The USPTO used to require that if something new was "devised" you either had to build it and prove that it worked. Or, develop detailed drawings and have engineers and others review them for "accuracy and operability". Now days it is hard to find and hire enough well trained programmers who are willing to spend their time just reviewing code.

So what does this mean? Well, quite simply the USPTO is tired of being reversed it court and flooded with administrative issues in the middle of the largest increase in fillings in history. So, they have turned the power to review patents over to the courts to decide. The USPTO rarely even checks patents to see if they are repeats or overlap others. This is the responsibility of the filler- and if he/she screws it up, then they have to pay up (in court). While the USPTO has removed most all of this administrative review functions- they have passed them along to the courts. So, if you file for something that already exist, it may be "covered", but you will be required to defend it in court.

Now, true some reviewers of patents simply refuse the ridiculous and ludicrous- especially in the trademark office.

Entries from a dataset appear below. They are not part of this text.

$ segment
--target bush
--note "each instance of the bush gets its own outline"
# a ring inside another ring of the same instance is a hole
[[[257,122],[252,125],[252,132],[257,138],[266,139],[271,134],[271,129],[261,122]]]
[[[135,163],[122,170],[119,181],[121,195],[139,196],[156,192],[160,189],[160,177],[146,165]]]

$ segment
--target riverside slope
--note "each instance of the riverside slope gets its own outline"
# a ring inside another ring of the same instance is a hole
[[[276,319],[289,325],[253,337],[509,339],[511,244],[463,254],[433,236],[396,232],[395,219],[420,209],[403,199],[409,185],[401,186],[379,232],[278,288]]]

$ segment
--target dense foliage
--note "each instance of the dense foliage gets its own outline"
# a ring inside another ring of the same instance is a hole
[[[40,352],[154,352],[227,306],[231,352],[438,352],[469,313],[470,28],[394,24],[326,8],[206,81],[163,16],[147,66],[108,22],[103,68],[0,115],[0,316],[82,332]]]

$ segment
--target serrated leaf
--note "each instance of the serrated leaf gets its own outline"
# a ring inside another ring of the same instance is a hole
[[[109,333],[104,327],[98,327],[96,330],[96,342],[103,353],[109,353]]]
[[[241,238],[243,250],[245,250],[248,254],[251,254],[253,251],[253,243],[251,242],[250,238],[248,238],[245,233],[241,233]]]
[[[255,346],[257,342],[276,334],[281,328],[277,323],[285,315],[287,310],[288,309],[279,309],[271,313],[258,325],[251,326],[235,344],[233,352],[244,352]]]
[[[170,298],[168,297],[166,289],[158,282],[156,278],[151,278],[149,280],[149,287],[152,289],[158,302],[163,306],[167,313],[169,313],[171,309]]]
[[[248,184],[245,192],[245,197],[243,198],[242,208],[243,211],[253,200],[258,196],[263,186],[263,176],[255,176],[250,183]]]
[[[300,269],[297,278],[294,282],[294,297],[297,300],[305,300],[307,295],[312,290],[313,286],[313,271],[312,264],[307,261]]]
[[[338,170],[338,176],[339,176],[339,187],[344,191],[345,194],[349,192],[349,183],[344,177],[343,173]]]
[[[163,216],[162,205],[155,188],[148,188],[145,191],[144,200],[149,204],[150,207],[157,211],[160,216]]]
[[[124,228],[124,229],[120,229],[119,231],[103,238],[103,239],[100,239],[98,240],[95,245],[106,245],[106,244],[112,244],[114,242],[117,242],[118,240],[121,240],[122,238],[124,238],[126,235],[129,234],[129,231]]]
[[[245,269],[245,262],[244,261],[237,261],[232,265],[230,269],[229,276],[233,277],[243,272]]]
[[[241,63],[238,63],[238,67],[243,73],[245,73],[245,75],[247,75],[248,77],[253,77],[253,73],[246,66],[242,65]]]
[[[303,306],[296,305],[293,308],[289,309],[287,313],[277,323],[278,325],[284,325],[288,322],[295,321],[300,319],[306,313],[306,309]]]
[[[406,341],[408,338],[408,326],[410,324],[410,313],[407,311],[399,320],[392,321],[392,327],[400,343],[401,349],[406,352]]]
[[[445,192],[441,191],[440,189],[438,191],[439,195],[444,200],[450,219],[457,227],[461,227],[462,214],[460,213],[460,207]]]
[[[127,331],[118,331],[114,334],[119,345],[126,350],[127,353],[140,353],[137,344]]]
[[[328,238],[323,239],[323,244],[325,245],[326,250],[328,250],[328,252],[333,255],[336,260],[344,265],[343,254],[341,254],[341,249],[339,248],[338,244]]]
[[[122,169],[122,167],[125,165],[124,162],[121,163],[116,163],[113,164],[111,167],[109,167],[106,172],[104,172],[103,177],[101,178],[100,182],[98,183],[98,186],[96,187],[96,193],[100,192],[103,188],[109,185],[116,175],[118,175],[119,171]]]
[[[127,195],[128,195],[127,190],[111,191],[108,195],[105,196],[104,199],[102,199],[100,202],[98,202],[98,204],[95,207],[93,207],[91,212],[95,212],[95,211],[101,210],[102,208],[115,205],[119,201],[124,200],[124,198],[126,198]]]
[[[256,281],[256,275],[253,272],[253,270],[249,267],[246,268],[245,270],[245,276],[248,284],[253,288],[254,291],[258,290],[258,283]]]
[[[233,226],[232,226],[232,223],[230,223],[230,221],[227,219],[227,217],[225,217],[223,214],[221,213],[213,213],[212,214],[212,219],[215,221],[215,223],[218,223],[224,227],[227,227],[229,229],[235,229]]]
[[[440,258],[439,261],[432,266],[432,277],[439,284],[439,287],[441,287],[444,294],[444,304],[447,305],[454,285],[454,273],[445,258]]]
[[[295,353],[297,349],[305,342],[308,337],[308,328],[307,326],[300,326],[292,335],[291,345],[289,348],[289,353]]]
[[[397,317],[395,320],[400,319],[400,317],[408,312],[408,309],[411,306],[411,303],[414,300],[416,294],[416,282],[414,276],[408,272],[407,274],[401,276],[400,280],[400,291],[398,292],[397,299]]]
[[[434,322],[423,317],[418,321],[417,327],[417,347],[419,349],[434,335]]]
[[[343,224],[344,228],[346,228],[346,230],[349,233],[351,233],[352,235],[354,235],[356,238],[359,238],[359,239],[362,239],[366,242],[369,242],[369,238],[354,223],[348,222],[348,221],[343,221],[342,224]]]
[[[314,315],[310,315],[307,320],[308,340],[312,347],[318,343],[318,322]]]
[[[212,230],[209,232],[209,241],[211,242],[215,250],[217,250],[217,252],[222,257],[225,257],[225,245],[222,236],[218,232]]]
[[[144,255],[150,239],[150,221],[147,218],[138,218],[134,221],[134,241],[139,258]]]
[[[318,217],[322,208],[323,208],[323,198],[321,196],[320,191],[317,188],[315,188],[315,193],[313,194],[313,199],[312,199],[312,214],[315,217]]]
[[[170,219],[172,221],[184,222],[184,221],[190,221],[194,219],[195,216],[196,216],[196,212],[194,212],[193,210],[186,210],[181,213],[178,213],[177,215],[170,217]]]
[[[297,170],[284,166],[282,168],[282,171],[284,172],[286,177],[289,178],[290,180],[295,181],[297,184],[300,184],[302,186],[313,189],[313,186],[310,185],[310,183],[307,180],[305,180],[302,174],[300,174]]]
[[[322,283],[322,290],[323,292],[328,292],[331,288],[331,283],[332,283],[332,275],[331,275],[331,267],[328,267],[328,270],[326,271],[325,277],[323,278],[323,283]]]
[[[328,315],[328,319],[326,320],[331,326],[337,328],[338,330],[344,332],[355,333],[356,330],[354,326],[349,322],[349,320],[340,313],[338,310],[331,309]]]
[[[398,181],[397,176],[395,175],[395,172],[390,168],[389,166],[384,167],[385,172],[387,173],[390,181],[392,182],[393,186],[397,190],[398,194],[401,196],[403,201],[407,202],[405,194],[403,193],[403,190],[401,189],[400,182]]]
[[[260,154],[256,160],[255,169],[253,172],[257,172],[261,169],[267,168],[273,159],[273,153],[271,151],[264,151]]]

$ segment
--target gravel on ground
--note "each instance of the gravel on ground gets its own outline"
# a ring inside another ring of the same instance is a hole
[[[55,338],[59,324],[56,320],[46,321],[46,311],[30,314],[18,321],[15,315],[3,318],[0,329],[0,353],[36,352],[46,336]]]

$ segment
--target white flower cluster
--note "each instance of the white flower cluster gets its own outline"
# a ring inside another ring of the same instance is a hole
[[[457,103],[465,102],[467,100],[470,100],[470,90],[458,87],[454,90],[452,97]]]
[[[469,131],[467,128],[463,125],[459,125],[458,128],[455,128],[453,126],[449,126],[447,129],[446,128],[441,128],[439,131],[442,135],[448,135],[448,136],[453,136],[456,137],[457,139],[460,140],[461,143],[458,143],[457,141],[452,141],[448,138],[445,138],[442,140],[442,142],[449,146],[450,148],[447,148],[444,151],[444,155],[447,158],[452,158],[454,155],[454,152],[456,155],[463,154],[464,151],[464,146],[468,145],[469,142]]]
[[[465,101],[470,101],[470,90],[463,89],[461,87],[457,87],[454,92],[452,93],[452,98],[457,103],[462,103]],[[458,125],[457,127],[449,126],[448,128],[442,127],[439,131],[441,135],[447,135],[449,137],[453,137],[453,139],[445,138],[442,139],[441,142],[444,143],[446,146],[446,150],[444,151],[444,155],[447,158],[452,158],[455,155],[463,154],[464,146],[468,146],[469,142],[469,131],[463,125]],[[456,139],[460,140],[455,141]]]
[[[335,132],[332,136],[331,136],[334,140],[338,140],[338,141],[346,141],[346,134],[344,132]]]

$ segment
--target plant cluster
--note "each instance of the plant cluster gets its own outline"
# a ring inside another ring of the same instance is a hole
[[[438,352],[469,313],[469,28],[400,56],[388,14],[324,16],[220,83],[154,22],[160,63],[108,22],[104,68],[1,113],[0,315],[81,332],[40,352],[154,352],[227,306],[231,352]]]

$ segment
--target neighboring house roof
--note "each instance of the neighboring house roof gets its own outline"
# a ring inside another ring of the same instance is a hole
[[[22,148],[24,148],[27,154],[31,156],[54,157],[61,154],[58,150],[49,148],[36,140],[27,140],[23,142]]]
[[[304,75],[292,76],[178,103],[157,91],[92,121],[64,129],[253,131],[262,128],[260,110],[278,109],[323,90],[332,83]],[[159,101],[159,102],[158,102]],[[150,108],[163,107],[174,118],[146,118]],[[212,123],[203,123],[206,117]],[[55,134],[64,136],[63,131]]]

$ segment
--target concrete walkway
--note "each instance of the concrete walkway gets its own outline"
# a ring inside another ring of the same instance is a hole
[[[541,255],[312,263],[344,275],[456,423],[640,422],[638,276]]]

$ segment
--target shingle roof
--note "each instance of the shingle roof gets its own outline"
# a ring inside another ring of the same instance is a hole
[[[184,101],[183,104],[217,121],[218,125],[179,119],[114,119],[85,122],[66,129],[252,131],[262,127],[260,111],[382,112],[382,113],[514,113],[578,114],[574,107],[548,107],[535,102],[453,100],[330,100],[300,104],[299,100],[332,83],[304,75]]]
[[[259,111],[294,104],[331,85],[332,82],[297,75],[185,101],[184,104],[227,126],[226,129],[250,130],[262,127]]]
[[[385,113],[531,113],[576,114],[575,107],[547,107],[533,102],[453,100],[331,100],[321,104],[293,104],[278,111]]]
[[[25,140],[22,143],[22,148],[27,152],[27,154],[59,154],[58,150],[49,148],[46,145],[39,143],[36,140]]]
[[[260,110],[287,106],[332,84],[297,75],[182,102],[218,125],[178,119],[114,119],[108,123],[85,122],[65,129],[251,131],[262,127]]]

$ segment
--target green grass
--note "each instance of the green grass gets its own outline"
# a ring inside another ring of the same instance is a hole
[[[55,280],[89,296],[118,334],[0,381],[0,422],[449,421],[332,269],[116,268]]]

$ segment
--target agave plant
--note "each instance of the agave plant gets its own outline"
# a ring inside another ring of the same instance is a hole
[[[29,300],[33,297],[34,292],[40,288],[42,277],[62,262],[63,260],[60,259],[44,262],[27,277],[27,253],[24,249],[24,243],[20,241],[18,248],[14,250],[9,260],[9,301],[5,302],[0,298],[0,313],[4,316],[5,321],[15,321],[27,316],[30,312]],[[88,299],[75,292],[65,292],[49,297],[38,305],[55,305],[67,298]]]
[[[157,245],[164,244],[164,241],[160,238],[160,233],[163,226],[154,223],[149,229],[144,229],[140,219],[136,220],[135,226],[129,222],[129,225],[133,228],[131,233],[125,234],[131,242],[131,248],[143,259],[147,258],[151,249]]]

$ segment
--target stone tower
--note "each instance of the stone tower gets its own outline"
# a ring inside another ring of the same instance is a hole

However, if the item is technical in any way they just let the individuals (or corporations) battle it out in court.

So, the real issue here is not that Doubleclick got a patent(s) for their design(s)- but whether or not they can hold on to and defend the patent(s). Most likely they will lose- not only do you have to be first, but you also have to prove that it is not "similar" to an existing media advertising form. That could be very difficult to prove- and thus the Doubleclick thing seems silly.

IMHO someone at Doubleclick said- "lets give this a try, if nothing else we get a lot of good frontage coverage (read advertising) on the web and in print. More than likely this thing will be challenged in court, by one of the heavy weights. Doubleclick will fail in its defense (if there is even one) and things will be back to 'normal'.